Quotulatiousness

May 9, 2012

A call to ban college football

Filed under: Economics, Education, Football, Government, Media, USA — Tags: , , , — Nicholas @ 00:02

This Wall Street Journal piece by Buzz Bissinger is guaranteed to stir up controversy:

In more than 20 years I’ve spent studying the issue, I have yet to hear a convincing argument that college football has anything do with what is presumably the primary purpose of higher education: academics.

That’s because college football has no academic purpose. Which is why it needs to be banned. A radical solution, yes. But necessary in today’s times.

[. . .]

Who truly benefits from college football? Alumni who absurdly judge the quality of their alma mater based on the quality of the football team. Coaches such as Nick Saban of the University of Alabama and Bob Stoops of the University of Oklahoma who make obscene millions. The players themselves don’t benefit, exploited by a system in which they don’t receive a dime of compensation. The average student doesn’t benefit, particularly when football programs remain sacrosanct while tuition costs show no signs of abating as many governors are slashing budgets to the bone.

If the vast majority of major college football programs made money, the argument to ban football might be a more precarious one. But too many of them don’t—to the detriment of academic budgets at all too many schools. According to the NCAA, 43% of the 120 schools in the Football Bowl Subdivision lost money on their programs.

The other big beneficiaries of the college football system is, of course, the NFL. Unlike baseball or NHL teams, it doesn’t have to maintain a “farm team” league or leagues to provide training and play opportunities for would-be professional football players. This burden, instead, is carried by the taxpayer as part of their share of higher education.

2 Comments

  1. Of course most of the player benefit. I would be surprised if any one of the football players actually pay for their education. Not every player makes the NFL, therefore many players get a free education by playing football. I am sure there are other sports that offer free education, I think one of my acquaintances’ daughters is going to university in Nova Scotia on a hockey scholarship.

    And I don’t know if the taxpayers in the USA are paying as much as Canada, that would be worth a good look.

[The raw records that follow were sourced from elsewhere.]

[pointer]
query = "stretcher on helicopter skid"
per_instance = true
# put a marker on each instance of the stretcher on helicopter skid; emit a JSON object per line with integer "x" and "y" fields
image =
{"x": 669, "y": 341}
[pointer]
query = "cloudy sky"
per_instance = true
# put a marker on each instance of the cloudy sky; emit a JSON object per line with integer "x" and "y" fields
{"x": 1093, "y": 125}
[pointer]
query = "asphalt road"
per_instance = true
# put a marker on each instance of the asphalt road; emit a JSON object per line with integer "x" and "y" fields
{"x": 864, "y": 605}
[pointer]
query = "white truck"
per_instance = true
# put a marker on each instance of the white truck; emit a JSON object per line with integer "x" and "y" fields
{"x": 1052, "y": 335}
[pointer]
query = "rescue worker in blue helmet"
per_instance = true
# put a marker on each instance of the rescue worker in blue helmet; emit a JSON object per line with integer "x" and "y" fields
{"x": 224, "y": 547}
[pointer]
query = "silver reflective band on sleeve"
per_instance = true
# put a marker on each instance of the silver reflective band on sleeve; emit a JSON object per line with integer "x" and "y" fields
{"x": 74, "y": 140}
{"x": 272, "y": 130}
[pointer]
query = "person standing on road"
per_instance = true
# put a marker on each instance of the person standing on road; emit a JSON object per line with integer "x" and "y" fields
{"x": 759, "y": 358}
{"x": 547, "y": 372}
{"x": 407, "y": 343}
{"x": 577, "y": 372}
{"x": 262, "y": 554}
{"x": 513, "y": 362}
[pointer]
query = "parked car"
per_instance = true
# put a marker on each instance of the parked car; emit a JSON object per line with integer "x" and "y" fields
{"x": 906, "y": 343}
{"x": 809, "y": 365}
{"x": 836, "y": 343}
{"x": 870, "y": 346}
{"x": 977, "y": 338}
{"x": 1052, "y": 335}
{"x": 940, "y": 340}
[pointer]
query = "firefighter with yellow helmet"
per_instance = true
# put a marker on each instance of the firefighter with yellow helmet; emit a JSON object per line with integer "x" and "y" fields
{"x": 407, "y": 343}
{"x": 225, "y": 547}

    Comment by Dwayne — May 9, 2012 @ 00:22

  2. It’s a mixed blessing, however. Some players definitely benefit by getting a full or partial scholarship for their athletic talents, and get a useful degree out of it. That seems to be more true in sports other than basketball and football. Some schools manage to graduate less than half their football and basketball players (not counting the tiny minority who enter the pro draft in their junior year), and many of those degrees are in fields that do not offer much in the way of employment opportunities after university.

    Worse, in some schools, the player loses all support immediately if they are dropped from the team, which gives the coach a huge lever to enforce attention to sports activities over academic work (it’s a cliché that the star players barely have to attend their “normal” classes, but the cliché came about for a reason).

    It’s a rotten system, especially for students from poor families: in exchange for the chance at a possibly meaningless degree, they become indentured servants to their head coach for four years. The carrot of a lucrative pro career which less than 1% of all college athletes will ever get close to (and most of them will not be signed to contracts).

    We don’t have gladiator schools — gladiators were technically slaves — we’ve found a subtler method of recruiting our gladiators.